Brüggen ne ressassa pas son instrument à l’infini. Il devint un chef d’orchestre de renom, créant en 1981 l’Orchestre du XVIIe siècle. Cette initiative tomba à pic pour l’industrie phonographique qui, dès les débuts du compact, vendit au consommateur des interprétations dites « historiquement informées » de Haydn, de Mozart, puis de Beethoven et de Schubert. Brüggen oeuvrait chez Philips, Hogwood chez Decca, Gardiner chez Archiv, Harnoncourt chez Teldec et Norrington chez EMI.

 

De tous ces chefs, Brüggen était le moins obsédé par la carrure rythmique et le plus sensible à la couleur et au fruité sonore, comme en témoigne le finale de la 6e Symphonie de Schubert (à écouter sur notre site) que Brüggen est l’un des seuls à avoir vraiment compris. Cet art, qui connut une période de gloire entre 1985 et 1995, s’étiola par longues périodes dans des années 2000 en dents de scie, comme si cet être efflanqué, qui était aussi l’invité privilégié de l’Orchestre du Siècle des lumières, était souvent immensément las.

 

De ses deux cycles Beethoven, l’un chez Philips (1994), l’autre chez Glossa (2011), il faut absolument privilégier le premier, qu’Universal vient de rééditer, le 5 août dernier, sur étiquette Decca.

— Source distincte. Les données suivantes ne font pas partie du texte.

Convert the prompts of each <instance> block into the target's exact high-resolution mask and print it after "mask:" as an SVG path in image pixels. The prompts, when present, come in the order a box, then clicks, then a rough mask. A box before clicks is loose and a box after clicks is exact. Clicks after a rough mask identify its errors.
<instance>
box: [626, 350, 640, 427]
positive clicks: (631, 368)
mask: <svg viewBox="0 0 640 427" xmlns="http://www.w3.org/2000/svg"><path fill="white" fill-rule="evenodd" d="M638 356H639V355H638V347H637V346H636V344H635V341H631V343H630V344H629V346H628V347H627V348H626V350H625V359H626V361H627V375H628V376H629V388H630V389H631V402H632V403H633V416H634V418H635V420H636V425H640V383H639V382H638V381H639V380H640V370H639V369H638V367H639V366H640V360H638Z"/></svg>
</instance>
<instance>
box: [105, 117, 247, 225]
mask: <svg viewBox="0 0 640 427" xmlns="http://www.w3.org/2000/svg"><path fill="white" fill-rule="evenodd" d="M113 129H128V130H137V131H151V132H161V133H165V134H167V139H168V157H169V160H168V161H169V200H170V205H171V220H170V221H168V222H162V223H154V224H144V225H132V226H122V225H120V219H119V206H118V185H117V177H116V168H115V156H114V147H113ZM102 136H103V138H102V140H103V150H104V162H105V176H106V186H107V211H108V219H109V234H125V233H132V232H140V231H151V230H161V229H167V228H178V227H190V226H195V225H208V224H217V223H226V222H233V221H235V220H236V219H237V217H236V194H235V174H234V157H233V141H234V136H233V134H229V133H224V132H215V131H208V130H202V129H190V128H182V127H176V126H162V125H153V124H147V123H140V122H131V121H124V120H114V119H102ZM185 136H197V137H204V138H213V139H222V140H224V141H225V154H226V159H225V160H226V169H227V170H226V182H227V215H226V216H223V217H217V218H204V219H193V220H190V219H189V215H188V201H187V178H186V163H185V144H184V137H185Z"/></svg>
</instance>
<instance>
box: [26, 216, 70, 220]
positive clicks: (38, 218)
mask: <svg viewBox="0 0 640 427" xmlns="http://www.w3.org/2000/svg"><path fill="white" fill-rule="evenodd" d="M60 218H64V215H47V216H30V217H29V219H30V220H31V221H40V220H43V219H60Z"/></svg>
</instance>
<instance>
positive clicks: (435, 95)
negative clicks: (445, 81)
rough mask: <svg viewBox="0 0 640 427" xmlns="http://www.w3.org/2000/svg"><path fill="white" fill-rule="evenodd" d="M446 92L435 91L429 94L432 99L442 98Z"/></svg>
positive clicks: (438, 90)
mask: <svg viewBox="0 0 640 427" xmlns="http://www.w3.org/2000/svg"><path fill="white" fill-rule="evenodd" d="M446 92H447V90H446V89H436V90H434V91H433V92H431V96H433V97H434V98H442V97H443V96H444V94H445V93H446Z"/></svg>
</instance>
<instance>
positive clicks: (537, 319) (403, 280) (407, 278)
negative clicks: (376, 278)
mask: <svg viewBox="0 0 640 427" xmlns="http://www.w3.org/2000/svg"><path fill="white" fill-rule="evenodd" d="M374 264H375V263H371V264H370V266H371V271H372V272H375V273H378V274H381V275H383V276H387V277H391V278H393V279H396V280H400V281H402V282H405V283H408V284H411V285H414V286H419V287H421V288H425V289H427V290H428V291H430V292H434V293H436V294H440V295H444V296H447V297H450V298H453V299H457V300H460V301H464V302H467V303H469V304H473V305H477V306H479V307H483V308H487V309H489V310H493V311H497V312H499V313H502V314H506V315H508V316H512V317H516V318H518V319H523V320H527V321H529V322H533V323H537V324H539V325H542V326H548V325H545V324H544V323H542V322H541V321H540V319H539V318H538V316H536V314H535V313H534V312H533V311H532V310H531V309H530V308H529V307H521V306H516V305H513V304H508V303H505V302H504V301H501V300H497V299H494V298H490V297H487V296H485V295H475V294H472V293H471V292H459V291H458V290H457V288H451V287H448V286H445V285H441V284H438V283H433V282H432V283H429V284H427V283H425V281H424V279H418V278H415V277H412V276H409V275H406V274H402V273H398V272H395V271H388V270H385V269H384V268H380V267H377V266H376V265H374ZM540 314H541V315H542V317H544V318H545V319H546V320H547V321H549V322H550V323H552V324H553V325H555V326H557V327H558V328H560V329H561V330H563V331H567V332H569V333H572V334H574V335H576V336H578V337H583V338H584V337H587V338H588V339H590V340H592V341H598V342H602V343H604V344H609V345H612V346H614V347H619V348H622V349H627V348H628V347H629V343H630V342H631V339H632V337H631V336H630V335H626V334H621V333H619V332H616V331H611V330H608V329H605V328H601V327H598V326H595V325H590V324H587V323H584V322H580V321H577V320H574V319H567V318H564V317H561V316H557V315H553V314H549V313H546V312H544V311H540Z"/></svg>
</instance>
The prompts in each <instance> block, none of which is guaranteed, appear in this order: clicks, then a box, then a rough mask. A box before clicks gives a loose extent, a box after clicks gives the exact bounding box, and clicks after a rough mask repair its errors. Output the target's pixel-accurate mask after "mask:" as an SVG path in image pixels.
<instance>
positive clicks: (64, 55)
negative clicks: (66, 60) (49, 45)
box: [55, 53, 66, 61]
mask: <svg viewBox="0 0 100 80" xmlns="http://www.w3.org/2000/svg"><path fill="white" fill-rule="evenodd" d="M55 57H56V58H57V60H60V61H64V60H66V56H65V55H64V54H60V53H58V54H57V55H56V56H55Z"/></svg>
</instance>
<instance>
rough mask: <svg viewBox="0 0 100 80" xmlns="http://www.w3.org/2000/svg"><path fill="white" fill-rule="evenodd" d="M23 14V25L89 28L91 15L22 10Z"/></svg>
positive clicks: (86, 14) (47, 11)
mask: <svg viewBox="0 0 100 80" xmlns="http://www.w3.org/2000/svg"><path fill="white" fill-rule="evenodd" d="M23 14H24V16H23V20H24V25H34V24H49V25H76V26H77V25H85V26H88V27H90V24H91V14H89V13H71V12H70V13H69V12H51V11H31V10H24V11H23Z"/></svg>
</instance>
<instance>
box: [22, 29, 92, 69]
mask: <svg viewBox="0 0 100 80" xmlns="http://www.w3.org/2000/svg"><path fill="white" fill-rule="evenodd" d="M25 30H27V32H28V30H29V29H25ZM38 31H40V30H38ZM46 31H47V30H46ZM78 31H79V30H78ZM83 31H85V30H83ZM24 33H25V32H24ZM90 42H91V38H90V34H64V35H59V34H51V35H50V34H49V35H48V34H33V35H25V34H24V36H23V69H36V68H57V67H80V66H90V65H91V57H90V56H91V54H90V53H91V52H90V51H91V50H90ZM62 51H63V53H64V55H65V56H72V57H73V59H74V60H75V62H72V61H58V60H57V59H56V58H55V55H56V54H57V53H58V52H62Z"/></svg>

Frans Brüggen dirige le Finale de la Symphonie n° 6 de Schubert

Maurice Steger: « Il a été notre inspiration »

Plus grand virtuose de la flûte à bec de notre temps, Maurice Steger a accepté de faire une parenthèse dans ses vacances pour confier ses sentiments au Devoir. Lui qui a étudié avec les deux principaux maîtres formés par Frans Brüggen voit disparaître « la plus grande figure du XXe siècle » dans sa discipline. « Brüggen a créé un style », mais aussi « un idéal sonore qui se prolonge au XXIe siècle ». « Nous n’avons pas fait tant de progrès aujourd’hui, ajoute Steger. Nous avons l’esprit plus clair sur ce que nous ne voulons pas. » Maurice Steger évoque la nature du son, « qui ne saurait émaner d’instruments modernes ». Brüggen fut déterminant dans la quête de cet idéal : « Il avait une collection de 17 flûtes baroques originales et il a travaillé à stimuler les facteurs d’instruments à en faire les meilleures copies possibles. » Le plus brillant fut « un Australien, Fred Morgan, décédé aujourd’hui ». Selon Steger, « le meilleur facteur vivant, Ernst Meyer, est mû par la même interrogation » qui taraudait Brüggen et Morgan : « Comment l’instrument pouvait-il sonner il y a 300 ans, vierge des attaques de l’humidité ? » Car, constate-t-il, « toutes les copies à l’identique d’instruments historiques sonnent mal, car le canal où passe le vent s’est modifié au fil du temps ».